L’ « ordre colonial » qui, pour l’indigène était synonyme d’exploitation, de travail forcé, ne permettait plus à la société dominée de suivre une évolution tenant compte de ses réalités et spécificités.
A suivre…
[1]– Des pratiques similaires ont été observées par Hérodote et désignées sous l’appellation “commerce silencieux
[2]– Les empires africains médiévaux étaient célèbres pour leur richesse en or. Cette richesse légendaire était en fit la cible de toutes les convoitises. La tradition orale raconte que le Roi du Mali, Mansa ou Kankan Musa, sur la route du pèlerinage à la Mecque fit tellement de cadeaux en or en Égypte que le cours du métal jaune s’effondra pendant plusieurs années
[3]– voir à ce propos le remarquable travail de Bahija Chadli de l’Université Aïn Chock (Casablanca) en éditant l’ouvrage de Bello « Infâq al-maysûr fî târikh bilâd takrûr ». Publications de l’Institut d’Etudes Africaines de Rabat. Université Mohammed V.

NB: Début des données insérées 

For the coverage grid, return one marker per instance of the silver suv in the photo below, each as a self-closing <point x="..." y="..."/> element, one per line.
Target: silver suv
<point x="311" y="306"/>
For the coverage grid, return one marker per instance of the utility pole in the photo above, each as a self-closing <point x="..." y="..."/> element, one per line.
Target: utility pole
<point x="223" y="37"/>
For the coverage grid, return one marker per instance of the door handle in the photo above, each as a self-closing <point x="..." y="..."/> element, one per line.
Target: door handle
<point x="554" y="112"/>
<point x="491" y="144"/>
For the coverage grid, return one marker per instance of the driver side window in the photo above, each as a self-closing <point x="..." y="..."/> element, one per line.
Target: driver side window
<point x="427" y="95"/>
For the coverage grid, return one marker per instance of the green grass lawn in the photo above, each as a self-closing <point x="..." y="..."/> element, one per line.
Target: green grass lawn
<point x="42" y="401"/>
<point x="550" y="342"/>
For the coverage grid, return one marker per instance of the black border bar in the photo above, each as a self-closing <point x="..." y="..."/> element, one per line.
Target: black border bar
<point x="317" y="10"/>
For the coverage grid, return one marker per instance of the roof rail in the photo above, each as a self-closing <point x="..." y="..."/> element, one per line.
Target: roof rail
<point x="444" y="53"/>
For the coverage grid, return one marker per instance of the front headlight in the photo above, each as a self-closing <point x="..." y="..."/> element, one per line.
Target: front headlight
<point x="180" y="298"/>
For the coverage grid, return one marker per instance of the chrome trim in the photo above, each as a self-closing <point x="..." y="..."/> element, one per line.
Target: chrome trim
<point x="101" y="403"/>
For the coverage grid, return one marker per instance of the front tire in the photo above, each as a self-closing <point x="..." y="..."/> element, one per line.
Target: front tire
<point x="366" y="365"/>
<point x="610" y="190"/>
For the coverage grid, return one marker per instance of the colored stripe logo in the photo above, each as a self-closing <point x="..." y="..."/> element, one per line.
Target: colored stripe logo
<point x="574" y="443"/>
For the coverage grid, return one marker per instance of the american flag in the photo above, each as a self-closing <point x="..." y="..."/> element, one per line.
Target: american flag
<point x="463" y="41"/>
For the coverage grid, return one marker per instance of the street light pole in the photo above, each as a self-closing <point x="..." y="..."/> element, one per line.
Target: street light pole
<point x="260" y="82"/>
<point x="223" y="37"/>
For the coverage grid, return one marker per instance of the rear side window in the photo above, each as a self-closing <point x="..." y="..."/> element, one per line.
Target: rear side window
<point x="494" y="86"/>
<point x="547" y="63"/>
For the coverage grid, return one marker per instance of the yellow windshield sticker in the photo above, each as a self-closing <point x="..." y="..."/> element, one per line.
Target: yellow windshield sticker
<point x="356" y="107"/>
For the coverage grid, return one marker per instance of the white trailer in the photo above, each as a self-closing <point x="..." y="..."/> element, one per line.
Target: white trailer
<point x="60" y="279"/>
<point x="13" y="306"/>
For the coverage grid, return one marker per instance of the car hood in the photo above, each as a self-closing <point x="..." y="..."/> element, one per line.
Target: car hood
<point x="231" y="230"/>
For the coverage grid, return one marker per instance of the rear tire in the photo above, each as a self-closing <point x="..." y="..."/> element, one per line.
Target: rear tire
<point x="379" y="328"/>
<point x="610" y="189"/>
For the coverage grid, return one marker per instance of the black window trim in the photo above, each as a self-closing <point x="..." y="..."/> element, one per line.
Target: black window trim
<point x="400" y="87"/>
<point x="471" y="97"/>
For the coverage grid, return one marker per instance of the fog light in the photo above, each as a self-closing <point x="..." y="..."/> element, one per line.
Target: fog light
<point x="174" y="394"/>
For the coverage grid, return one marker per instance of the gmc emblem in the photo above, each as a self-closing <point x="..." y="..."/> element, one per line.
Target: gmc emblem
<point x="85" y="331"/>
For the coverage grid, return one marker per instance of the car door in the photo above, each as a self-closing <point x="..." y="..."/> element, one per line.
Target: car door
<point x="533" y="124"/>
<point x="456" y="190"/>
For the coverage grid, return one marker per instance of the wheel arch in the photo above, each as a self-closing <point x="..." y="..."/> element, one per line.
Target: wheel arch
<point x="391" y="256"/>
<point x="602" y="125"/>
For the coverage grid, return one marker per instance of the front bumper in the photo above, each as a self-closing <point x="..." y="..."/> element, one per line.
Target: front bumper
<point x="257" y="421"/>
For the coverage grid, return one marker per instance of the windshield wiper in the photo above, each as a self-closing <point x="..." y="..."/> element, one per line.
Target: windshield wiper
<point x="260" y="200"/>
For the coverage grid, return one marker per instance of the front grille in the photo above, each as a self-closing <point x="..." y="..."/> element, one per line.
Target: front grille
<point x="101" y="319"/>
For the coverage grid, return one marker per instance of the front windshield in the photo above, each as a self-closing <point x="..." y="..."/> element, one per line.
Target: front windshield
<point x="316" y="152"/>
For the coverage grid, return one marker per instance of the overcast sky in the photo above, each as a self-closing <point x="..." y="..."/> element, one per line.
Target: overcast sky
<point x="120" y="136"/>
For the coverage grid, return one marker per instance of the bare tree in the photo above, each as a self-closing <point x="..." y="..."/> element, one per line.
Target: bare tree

[4] – Voir à ce propos la thèse de Bakary SAMBE « l’islam dans les relations arabo-africaines », sous la direction de M.Chérif Ferjani, IEP Université Lyon 2, décembre 2003.
[5] – Mourîdiyya : Cette confrérie est fondée par cheikh Ahmadou Bamba. Elle est aujourd’hui l’une des plus populaires du pays grâce à sa grande diaspora, en Europe et aux Etats-Unis qui lui assure une véritable indépendance financière.